PDBsum entry 3e66

Splicing

PDB id: 3e66

Contents

Protein chains

255 a.a.

Waters ×247

References listed in PDB file

Key reference

Title

Crystal structure of the beta-Finger domain of prp8 reveals analogy to ribosomal proteins.

Authors

K.Yang, L.Zhang, T.Xu, A.Heroux, R.Zhao.

Ref.

Proc Natl Acad Sci U S A, 2008, 105, 13817-13822. [DOI no: 10.1073/pnas.0805960105]

PubMed id

18779563

Abstract

Prp8 stands out among hundreds of splicing factors as a key regulator of spliceosome activation and a potential cofactor of the splicing reaction. We present here the crystal structure of a 274-residue domain (residues 1,822-2,095) near the C terminus of Saccharomyces cerevisiae Prp8. The most striking feature of this domain is a beta-hairpin finger protruding out of the protein (hence, this domain will be referred to as the beta-finger domain), resembling many globular ribosomal proteins with protruding extensions. Mutations throughout the beta-finger change the conformational equilibrium between the first and the second catalytic step. Mutations at the base of the beta-finger affect U4/U6 unwinding-mediated spliceosome activation. Prp8 may insert its beta-finger into the first-step complex (U2/U5/U6/pre-mRNA) or U4/U6.U5 tri-snRNP and stabilize these complexes.

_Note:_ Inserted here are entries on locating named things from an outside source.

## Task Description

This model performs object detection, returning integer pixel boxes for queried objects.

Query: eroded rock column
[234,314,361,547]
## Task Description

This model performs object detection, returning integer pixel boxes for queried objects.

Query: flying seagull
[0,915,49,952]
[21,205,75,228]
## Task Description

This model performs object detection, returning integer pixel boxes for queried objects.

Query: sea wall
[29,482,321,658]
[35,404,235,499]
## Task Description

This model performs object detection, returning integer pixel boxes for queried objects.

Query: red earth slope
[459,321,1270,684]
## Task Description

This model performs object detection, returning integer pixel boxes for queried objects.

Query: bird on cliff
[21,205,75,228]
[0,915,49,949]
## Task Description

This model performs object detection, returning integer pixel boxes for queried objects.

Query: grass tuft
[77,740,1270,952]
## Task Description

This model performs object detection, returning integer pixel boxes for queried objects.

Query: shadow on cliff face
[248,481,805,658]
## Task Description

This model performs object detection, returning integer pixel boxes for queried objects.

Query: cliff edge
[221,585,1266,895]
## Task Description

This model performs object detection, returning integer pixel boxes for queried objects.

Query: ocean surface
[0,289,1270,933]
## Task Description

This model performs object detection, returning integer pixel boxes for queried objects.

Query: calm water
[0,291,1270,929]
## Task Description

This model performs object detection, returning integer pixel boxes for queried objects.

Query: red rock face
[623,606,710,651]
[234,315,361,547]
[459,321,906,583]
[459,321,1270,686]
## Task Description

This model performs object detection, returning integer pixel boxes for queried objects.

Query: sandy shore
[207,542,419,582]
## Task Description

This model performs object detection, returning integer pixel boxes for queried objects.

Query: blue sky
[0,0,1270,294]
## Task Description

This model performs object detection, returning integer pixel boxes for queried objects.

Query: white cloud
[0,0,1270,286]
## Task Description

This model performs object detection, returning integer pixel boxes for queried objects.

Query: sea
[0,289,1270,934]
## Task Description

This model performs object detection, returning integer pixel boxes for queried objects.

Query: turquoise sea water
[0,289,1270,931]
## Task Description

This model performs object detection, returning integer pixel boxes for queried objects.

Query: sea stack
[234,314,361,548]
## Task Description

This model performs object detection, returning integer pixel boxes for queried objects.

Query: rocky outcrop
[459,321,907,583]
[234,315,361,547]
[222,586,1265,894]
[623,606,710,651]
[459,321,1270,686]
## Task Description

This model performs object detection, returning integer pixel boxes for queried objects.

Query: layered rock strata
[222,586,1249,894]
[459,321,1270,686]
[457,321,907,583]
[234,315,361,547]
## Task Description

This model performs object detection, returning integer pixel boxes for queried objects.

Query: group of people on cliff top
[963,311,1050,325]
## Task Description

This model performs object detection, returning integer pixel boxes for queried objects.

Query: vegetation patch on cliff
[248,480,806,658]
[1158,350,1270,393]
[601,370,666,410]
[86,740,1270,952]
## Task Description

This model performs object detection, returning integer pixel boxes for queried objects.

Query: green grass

Mutations on the beta-finger likely alter these interactions, leading to the observed mutant phenotypes. Our results suggest a possible mechanism of how Prp8 regulates spliceosome activation. These results also demonstrate an analogy between a spliceosomal protein and ribosomal proteins that insert extensions into folded rRNAs and stabilize the ribosome.

Figure 2.
Structure of the β-finger domain of yPrp8. (A) The β-finger domain structure is colored in a rainbow spectrum from the N terminus to the C terminus, with secondary structures labeled. (B) The most striking feature of the β-finger domain is a protruding β-finger which adopts different conformations in the two molecules (yellow and cyan) in the asymmetric unit of the crystal. (C) The N-terminal α/β subdomain of the β-finger domain (cyan) is topologically similar to the RNase H fold as exemplified by the RNase H domain in the C-terminal of UvrC (yellow) (PDB ID code 2NRR). The extra α-helix and β-strand that are present in the β-finger domain but not in UvrC are labeled with arrows. Residues in Prp8 that correspond to the DDE active sites in RNase H are shown in purple. (D) The β-finger domain contains first-step alleles (purple), second-step alleles (red), and U4-cs1 suppressors (black). Brown designates the residue that confers both the first-step allele and U4-cs-1 suppressor phenotypes. (E) Examples of two ribosomal proteins (S10 and L22) with β-finger extensions.

Figure 4.
Copper-resistance and U4-cs1 suppression analyses of various β-finger mutations. (A) All β-finger mutations grow similarly to the WT at 30°C, 18°C, and 37°C. Only one concentration point in the serial dilution is shown. (B) Copper-resistance assay indicates that V1860D, T1865K, A1871E, and T1872E grow worse than the WT in both the BSG and UuG reporters at 0.05 mM Cu^++ concentration, characteristic of first-step alleles. Mutant H1863E grows better than the WT in both the BSG and UuG reporters at 0.2 mM Cu^++ concentration, characteristic of second-step alleles. V1862D behaves similarly to the WT and does not demonstrate a clear first- or second-step allele phenotype. Known first-step allele R1753K and second-step allele prp8–162 (V1870N) are used as positive controls and labeled with +. (C) Primer extension experiment indicates that V1860D, T1865K, A1871E, and T1872E are first-step alleles, which demonstrate increased lariat intermediate, reduced mRNA product, and reduced second-step efficiency compared with the WT. H1863E is a second-step allele, which demonstrates decreased lariat intermediate, increased mRNA product, and increased second-step efficiency compared to the WT. V1862D is neither a clear first- nor second-step allele. R1753K and prp8–162 (V1870N) are used as positive controls for first and second-step alleles, and the corresponding lanes are labeled with +. pBR322 DNA digested with MspI is used as a molecular weight marker. (D) V1860D (positive control, designated with +) but no other β-finger mutants tested suppress the U4-cs1 phenotype at 18°C. Only one concentration point in the serial dilution is shown.